I am in a much better place today than I was yesterday. Undoubtedly because of the droves of prayers going up on our behalf. All of the kind words in the comments and on Nora’s FB page, texts, emails and phone calls have brought me such solace. I know I can say the same for my other family members and friends who also read them. Thank you. I’ve tried replying to each of the posts on FB while Nora was napping this morning and now I’m having a hard time keeping up. If I haven’t responded personally, please know that we are reading each of your messages and we are ever so grateful for this outpouring of love and support.
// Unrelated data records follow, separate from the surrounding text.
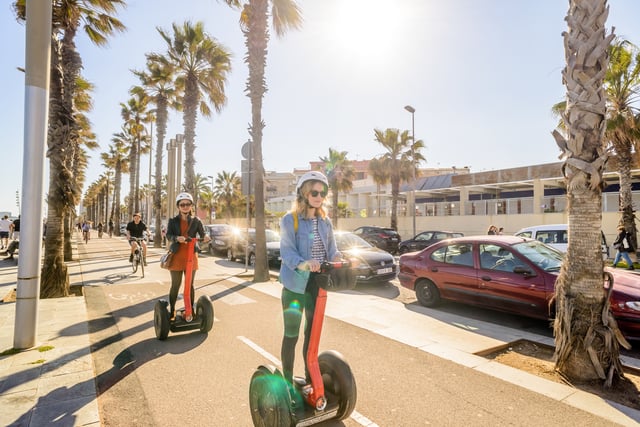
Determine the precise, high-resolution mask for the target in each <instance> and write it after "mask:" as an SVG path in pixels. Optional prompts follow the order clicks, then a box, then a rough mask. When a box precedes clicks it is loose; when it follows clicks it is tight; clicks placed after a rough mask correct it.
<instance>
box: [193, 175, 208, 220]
mask: <svg viewBox="0 0 640 427" xmlns="http://www.w3.org/2000/svg"><path fill="white" fill-rule="evenodd" d="M194 183H195V187H194V188H195V192H194V193H193V205H194V207H195V208H196V215H197V213H198V205H201V204H202V203H198V202H201V200H202V194H207V193H210V192H211V181H209V178H207V177H206V176H204V175H202V174H197V175H196V179H195V181H194ZM200 208H202V206H200Z"/></svg>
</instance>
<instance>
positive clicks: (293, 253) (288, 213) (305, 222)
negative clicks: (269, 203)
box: [279, 212, 340, 294]
mask: <svg viewBox="0 0 640 427" xmlns="http://www.w3.org/2000/svg"><path fill="white" fill-rule="evenodd" d="M318 232H319V234H320V238H321V239H322V243H323V244H324V247H325V250H326V251H327V259H328V260H333V259H334V258H335V257H336V255H339V254H340V253H339V252H338V247H337V246H336V240H335V238H334V237H333V225H332V224H331V220H329V218H324V219H322V218H318ZM311 246H313V220H312V219H307V218H303V217H301V216H298V231H297V232H296V231H295V230H294V226H293V214H292V213H291V212H288V213H287V214H286V215H285V216H283V217H282V220H280V256H281V257H282V264H281V265H280V279H279V280H280V283H282V285H283V286H284V287H285V288H287V289H289V290H290V291H292V292H295V293H298V294H304V292H305V289H306V287H307V281H308V280H309V274H310V273H309V271H307V270H298V269H297V268H296V267H297V266H298V265H299V264H300V263H301V262H304V261H307V260H309V259H311Z"/></svg>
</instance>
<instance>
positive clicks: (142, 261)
mask: <svg viewBox="0 0 640 427" xmlns="http://www.w3.org/2000/svg"><path fill="white" fill-rule="evenodd" d="M146 231H147V225H146V224H145V223H144V222H142V214H141V213H140V212H136V213H134V214H133V221H130V222H129V223H128V224H127V240H128V241H129V246H131V254H130V255H129V262H133V254H134V253H135V251H136V249H137V248H138V244H139V245H140V246H141V247H142V262H143V263H144V265H145V267H146V265H147V242H146V241H145V240H144V233H145V232H146ZM136 239H143V240H142V241H140V242H137V241H136Z"/></svg>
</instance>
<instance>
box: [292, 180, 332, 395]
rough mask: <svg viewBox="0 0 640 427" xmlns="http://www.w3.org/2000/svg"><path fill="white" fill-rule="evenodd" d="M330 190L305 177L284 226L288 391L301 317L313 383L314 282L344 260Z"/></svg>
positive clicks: (316, 291) (321, 185)
mask: <svg viewBox="0 0 640 427" xmlns="http://www.w3.org/2000/svg"><path fill="white" fill-rule="evenodd" d="M328 188H329V183H328V181H327V178H326V177H325V176H324V175H323V174H321V173H320V172H307V173H306V174H304V175H302V177H300V180H299V181H298V184H297V186H296V200H295V202H294V205H293V209H292V211H291V212H288V213H287V214H285V215H284V216H283V217H282V220H281V222H280V230H281V234H280V254H281V256H282V264H281V267H280V282H281V283H282V286H283V288H282V296H281V300H282V312H283V317H284V334H283V337H282V347H281V359H282V371H283V375H284V378H285V380H287V381H288V385H289V387H290V388H291V387H293V385H292V383H293V365H294V359H295V347H296V343H297V342H298V335H299V333H300V324H301V321H302V314H303V312H304V315H305V319H306V322H305V327H304V344H303V353H302V354H303V356H304V361H305V376H306V380H307V384H308V383H309V382H310V377H309V370H308V368H307V360H306V359H307V349H308V348H309V338H310V335H311V328H312V325H313V322H314V318H313V315H314V311H315V304H316V297H317V295H318V284H317V283H316V276H317V273H319V272H320V266H321V263H322V262H323V261H339V260H341V259H342V258H343V257H342V254H341V253H340V252H339V251H338V248H337V246H336V240H335V237H334V235H333V225H332V223H331V220H330V219H329V218H328V217H327V214H326V211H325V209H324V206H323V204H324V200H325V197H326V196H327V191H328ZM296 224H297V226H296Z"/></svg>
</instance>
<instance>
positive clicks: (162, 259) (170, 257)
mask: <svg viewBox="0 0 640 427" xmlns="http://www.w3.org/2000/svg"><path fill="white" fill-rule="evenodd" d="M171 261H173V252H171V251H167V253H166V254H164V255H162V256H161V257H160V268H165V269H167V270H168V269H169V268H171Z"/></svg>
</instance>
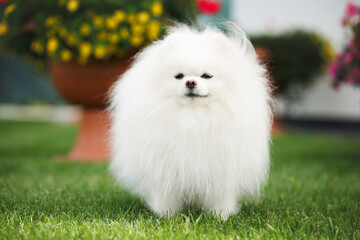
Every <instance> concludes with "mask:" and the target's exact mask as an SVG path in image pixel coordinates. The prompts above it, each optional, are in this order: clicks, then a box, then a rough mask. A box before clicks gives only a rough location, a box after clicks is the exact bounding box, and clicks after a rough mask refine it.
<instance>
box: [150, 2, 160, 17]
mask: <svg viewBox="0 0 360 240" xmlns="http://www.w3.org/2000/svg"><path fill="white" fill-rule="evenodd" d="M151 12H152V14H153V15H154V16H156V17H158V16H160V15H161V14H162V5H161V3H160V2H154V3H153V5H152V6H151Z"/></svg>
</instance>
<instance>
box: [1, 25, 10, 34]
mask: <svg viewBox="0 0 360 240" xmlns="http://www.w3.org/2000/svg"><path fill="white" fill-rule="evenodd" d="M8 30H9V27H8V25H7V24H6V23H0V36H4V35H5V34H6V33H7V32H8Z"/></svg>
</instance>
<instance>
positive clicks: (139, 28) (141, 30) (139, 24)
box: [131, 24, 145, 36]
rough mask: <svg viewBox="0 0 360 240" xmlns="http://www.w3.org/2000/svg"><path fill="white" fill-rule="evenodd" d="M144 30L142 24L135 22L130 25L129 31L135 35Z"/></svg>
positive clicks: (138, 33)
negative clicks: (131, 24)
mask: <svg viewBox="0 0 360 240" xmlns="http://www.w3.org/2000/svg"><path fill="white" fill-rule="evenodd" d="M144 31H145V28H144V26H143V25H140V24H135V25H132V26H131V32H132V33H133V34H134V35H136V36H138V35H141V34H143V33H144Z"/></svg>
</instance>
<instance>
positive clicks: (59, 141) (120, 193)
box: [0, 121, 360, 239]
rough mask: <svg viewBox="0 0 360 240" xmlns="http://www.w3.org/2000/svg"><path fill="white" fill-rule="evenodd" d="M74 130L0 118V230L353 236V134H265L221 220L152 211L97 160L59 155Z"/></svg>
mask: <svg viewBox="0 0 360 240" xmlns="http://www.w3.org/2000/svg"><path fill="white" fill-rule="evenodd" d="M76 130H77V128H76V126H74V125H62V124H51V123H24V122H10V121H9V122H5V121H2V122H0V134H1V138H0V239H60V238H61V239H142V238H157V239H184V238H187V239H199V238H202V239H223V238H228V239H231V238H232V239H244V238H248V239H270V238H271V239H360V136H352V137H350V136H347V137H346V136H334V135H318V134H313V133H300V132H291V133H287V134H283V135H281V136H278V137H275V138H274V140H273V147H272V156H273V161H272V167H271V172H270V177H269V181H268V184H267V185H266V187H265V189H264V191H263V194H262V195H261V197H260V198H258V199H255V200H254V199H247V200H245V202H244V203H243V206H242V211H241V212H240V213H239V214H237V215H234V216H231V217H230V218H229V219H228V220H227V221H222V220H219V219H217V218H215V217H213V216H211V215H209V214H204V213H201V212H199V211H196V210H194V209H187V210H184V211H183V212H182V213H181V214H180V215H179V216H177V217H174V218H171V219H167V218H159V217H157V216H155V215H154V214H153V213H151V212H150V211H149V210H147V209H146V208H145V207H144V206H143V204H142V202H141V200H139V199H138V198H136V197H134V196H131V195H130V194H129V193H128V192H126V191H125V190H123V189H121V188H120V187H118V186H117V185H116V184H115V183H114V179H113V178H112V177H111V176H110V175H109V173H108V171H107V164H106V163H72V162H67V161H60V160H59V159H61V158H59V157H58V156H59V155H60V156H61V155H64V154H65V153H66V152H67V151H68V150H69V148H70V146H71V143H72V141H73V140H74V137H75V135H76Z"/></svg>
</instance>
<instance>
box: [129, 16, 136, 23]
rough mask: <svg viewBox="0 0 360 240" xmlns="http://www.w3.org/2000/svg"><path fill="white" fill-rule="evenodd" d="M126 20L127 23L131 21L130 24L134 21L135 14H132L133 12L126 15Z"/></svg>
mask: <svg viewBox="0 0 360 240" xmlns="http://www.w3.org/2000/svg"><path fill="white" fill-rule="evenodd" d="M127 22H128V23H131V24H134V23H136V17H135V15H134V14H129V15H128V19H127Z"/></svg>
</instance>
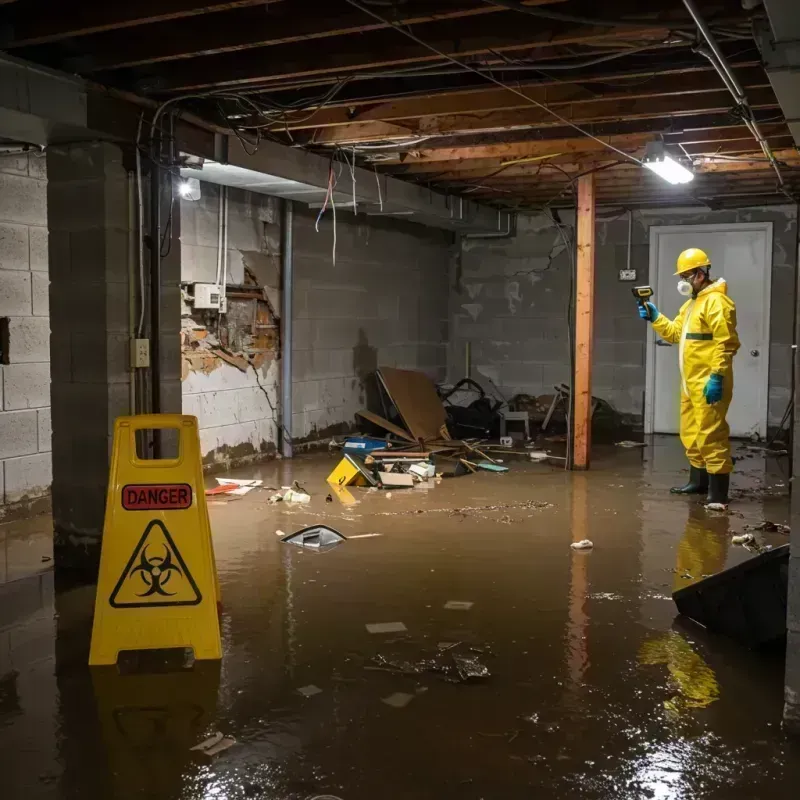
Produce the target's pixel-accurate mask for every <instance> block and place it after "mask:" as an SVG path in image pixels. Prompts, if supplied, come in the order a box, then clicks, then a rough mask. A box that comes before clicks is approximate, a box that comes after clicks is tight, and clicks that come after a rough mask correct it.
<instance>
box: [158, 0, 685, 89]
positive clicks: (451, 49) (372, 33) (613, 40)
mask: <svg viewBox="0 0 800 800" xmlns="http://www.w3.org/2000/svg"><path fill="white" fill-rule="evenodd" d="M673 16H674V15H673ZM669 29H670V22H668V21H664V22H660V23H651V24H648V27H646V28H644V29H643V30H642V32H641V33H639V32H637V34H636V38H637V40H641V39H644V40H651V41H653V42H658V41H660V40H662V39H663V38H665V37H666V36H667V34H668V32H669ZM630 36H631V32H630V31H629V30H628V29H625V28H621V29H609V28H607V27H603V28H601V27H596V26H589V25H573V24H566V23H552V24H550V23H546V22H543V21H542V20H534V19H533V18H532V17H524V16H522V15H518V14H517V15H514V14H511V15H509V13H505V14H490V15H488V16H486V17H483V18H481V20H480V21H479V22H476V21H475V20H472V19H461V20H439V21H436V22H431V23H429V24H428V25H426V26H425V30H424V38H425V41H426V42H428V43H429V44H430V45H432V46H433V47H435V48H436V49H438V50H440V51H442V52H444V53H447V54H448V55H450V56H454V57H460V58H464V57H467V56H477V55H483V54H485V53H488V52H489V51H490V50H494V51H495V52H516V51H525V50H536V49H539V48H552V46H554V45H567V44H584V43H588V42H596V41H604V42H609V43H614V42H615V41H623V42H624V41H625V40H627V39H630ZM347 44H348V46H346V47H342V46H341V45H340V43H338V42H337V43H335V45H334V44H331V43H330V42H327V43H320V46H318V47H314V48H309V47H304V46H302V43H298V44H286V45H276V46H274V47H270V48H266V49H263V51H262V49H256V50H248V51H246V52H244V53H227V54H222V55H215V56H209V57H207V58H204V59H202V60H201V61H199V62H195V61H191V62H187V63H186V64H185V65H184V64H182V63H180V62H176V63H174V64H171V65H167V66H165V67H164V68H163V69H162V70H160V71H159V75H158V76H156V77H154V78H153V79H152V80H150V81H143V83H142V86H143V88H144V89H146V90H149V91H154V92H183V91H190V90H191V91H194V90H199V89H209V88H213V87H223V86H247V85H252V84H258V83H266V82H274V81H278V80H288V79H289V78H300V77H305V76H311V75H324V74H334V75H341V74H342V73H347V72H355V71H358V70H364V69H376V68H382V69H385V68H387V67H400V66H405V65H409V64H423V63H428V62H432V61H438V60H441V58H440V57H439V56H437V55H436V54H435V53H433V52H432V51H431V50H429V49H428V48H427V47H423V46H422V45H419V44H417V43H416V42H413V41H410V40H409V39H407V38H405V37H404V36H402V35H401V34H400V33H399V32H398V31H395V30H377V31H372V32H371V33H369V34H365V35H363V36H358V37H353V40H352V42H348V43H347ZM551 52H552V51H551ZM526 55H530V54H526Z"/></svg>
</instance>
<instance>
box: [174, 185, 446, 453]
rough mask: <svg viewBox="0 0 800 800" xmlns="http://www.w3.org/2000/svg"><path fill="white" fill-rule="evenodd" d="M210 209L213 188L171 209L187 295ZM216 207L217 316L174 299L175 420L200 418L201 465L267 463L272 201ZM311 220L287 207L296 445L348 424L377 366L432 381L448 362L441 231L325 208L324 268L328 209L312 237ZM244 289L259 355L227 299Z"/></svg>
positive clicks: (321, 436)
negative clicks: (179, 412)
mask: <svg viewBox="0 0 800 800" xmlns="http://www.w3.org/2000/svg"><path fill="white" fill-rule="evenodd" d="M219 203H220V187H219V186H216V185H213V184H207V183H202V184H201V197H200V199H199V200H197V201H187V200H182V201H181V215H182V217H181V220H182V230H181V250H182V254H183V268H182V276H181V279H182V282H184V284H186V288H187V290H188V292H190V291H191V286H190V285H189V284H191V283H193V282H198V281H199V282H207V283H213V282H214V281H215V276H216V269H217V247H218V234H219ZM228 206H229V208H228V220H229V221H228V241H227V254H228V269H227V270H226V272H227V297H228V311H227V314H225V315H223V317H222V325H221V329H220V328H219V326H218V323H217V314H216V313H215V312H198V311H197V310H194V309H193V308H192V307H191V305H190V304H187V305H185V307H184V320H183V329H184V342H183V359H184V372H183V408H184V412H185V413H187V414H194V415H196V416H197V417H198V419H199V420H200V439H201V448H202V452H203V458H204V460H205V462H206V464H207V465H213V464H218V465H220V466H233V465H236V464H240V463H247V462H250V461H255V460H258V459H261V458H264V457H270V456H272V455H273V454H274V453H275V451H276V446H277V444H278V441H279V440H278V429H277V425H278V420H277V419H276V416H277V415H278V411H279V408H278V403H279V398H280V388H279V380H280V361H279V351H280V321H279V320H278V319H277V315H279V314H280V309H281V293H280V280H281V276H280V255H281V254H280V232H281V231H280V202H279V201H278V200H277V199H275V198H271V197H266V196H264V195H260V194H255V193H251V192H246V191H242V190H236V189H228ZM318 213H319V210H318V209H309V208H306V207H305V206H302V205H301V204H299V203H296V204H295V217H294V285H295V291H294V315H293V317H294V343H293V344H294V346H293V376H294V379H293V408H292V437H293V440H294V443H295V445H296V446H302V445H303V444H309V445H310V444H312V443H314V442H316V441H319V440H322V439H325V438H326V437H328V436H330V435H331V434H333V433H339V432H344V431H346V430H350V429H352V428H353V427H355V426H356V425H357V423H356V418H355V412H356V411H358V410H359V409H361V408H363V407H364V406H365V405H369V404H370V400H371V395H372V393H373V392H374V388H375V378H374V372H375V369H376V368H377V367H378V366H379V365H381V366H392V367H403V368H408V369H419V370H422V371H423V372H425V373H426V374H428V375H429V376H430V377H431V378H433V379H435V380H442V379H443V378H444V376H445V371H446V363H447V338H448V266H449V262H450V260H451V258H452V254H453V247H454V239H453V236H452V234H450V233H447V232H444V231H441V230H435V229H431V228H426V227H423V226H421V225H416V224H413V223H409V222H405V221H403V220H395V219H391V220H390V219H383V218H378V217H367V216H364V215H359V216H356V215H353V214H352V213H349V212H346V211H342V210H341V209H337V214H336V262H335V264H334V263H333V230H334V222H333V214H332V212H331V210H330V209H329V210H328V211H327V213H326V214H325V216H324V217H323V218H322V220H321V221H320V226H319V232H317V231H316V229H315V221H316V218H317V215H318ZM254 286H258V287H260V289H263V294H264V304H263V305H262V306H260V308H261V311H260V312H259V314H261V315H262V317H263V318H259V319H257V320H255V321H256V322H260V323H261V324H263V325H264V326H266V327H265V328H264V330H263V332H264V334H265V335H266V338H267V339H268V343H267V345H266V348H267V350H268V352H266V353H263V354H261V353H260V349H261V347H260V346H258V344H256V346H255V347H253V346H250V347H248V339H249V336H250V333H251V331H250V330H249V326H251V324H252V322H253V320H254V319H255V318H251V314H250V313H249V312H247V310H246V308H244V307H240V308H239V309H238V310H237V308H236V303H237V295H240V294H242V293H246V292H247V291H250V290H252V289H253V287H254ZM188 292H187V293H188ZM244 302H245V301H244V300H242V303H244ZM262 312H263V314H262ZM273 312H275V313H273ZM271 324H273V325H274V326H276V327H273V328H271V329H270V328H269V326H270V325H271ZM243 331H244V332H245V335H244V337H242V332H243ZM250 344H251V345H252V344H253V343H252V342H251V343H250ZM262 346H263V343H262ZM220 347H222V348H223V349H220ZM248 361H250V362H252V363H251V364H248V363H247V362H248ZM252 364H255V365H256V366H255V368H254V367H253V366H252ZM259 364H260V366H259Z"/></svg>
I’d mentioned yesterday to a friend that it is very easy to feel singled-out and alone during these times of uncertainty. Thank you for making us feel anything but!
{I am laying in bed as I update from my phone (as I usually do). I wish I could share with you the sweet little commotion that is going on downstairs right now. Nora is squealing such sweet little trills for her nurse. She sounds like a happy little bird! My heart swells with joy to hear those precious noises! Thank you, GOD!!!}
Nora had a good day today. Her heart rate is still elevated, but it wasn’t up in the 200s at all. Her oxygen saturation levels aren’t perfect but they’re decent. She ate more mL of milkies before 8:00 this morning than she would in a typical DAY just a month ago. When William spoke with our regular cardiologist this afternoon Dr. H was very pleased to hear that Nora was still eating so well. He seemed much more optimistic about the increased Lasix than yesterday’s cardiologist, but obviously still no guarantees. To hear that was definitely a breath of fresh air!!
I had a hair appointment today that I scheduled awhile back. Since I was starting to look like a vagrant (there’s only so much the braids can do) and Nora was in the safe loving hands of her day nurse with her Daddy close by, I decided to keep the appointment. The first trio of birds I saw brought an instant sea of tears. But then they started appearing almost with every mile I traveled.
With each sighting came a renewed sense of strength and reassurance. I wish I could have taken a picture of each and every series, but since I was driving I didn’t want to wind up on the 11:00 news. As I neared my exit I had to squeeze into a lane of traffic. I wound up behind this truck:
You might have to enlarge it because it doesn’t show up so clearly in the picture. There were three crosses etched into the dirt on the gate of this truck. A depiction of the crucifixion and the promise of new and eternal life. I was just contemplating that this morning, my cheeks streaked with tears – not from sadness, but joy. No matter what happens here on this earth, we have a beautiful Forever to look forward to. I KNOW that and I’m so incredibly thankful for that.
Therefore I tell you, whatever you ask for in prayer, believe that you have received it, and it will be yours.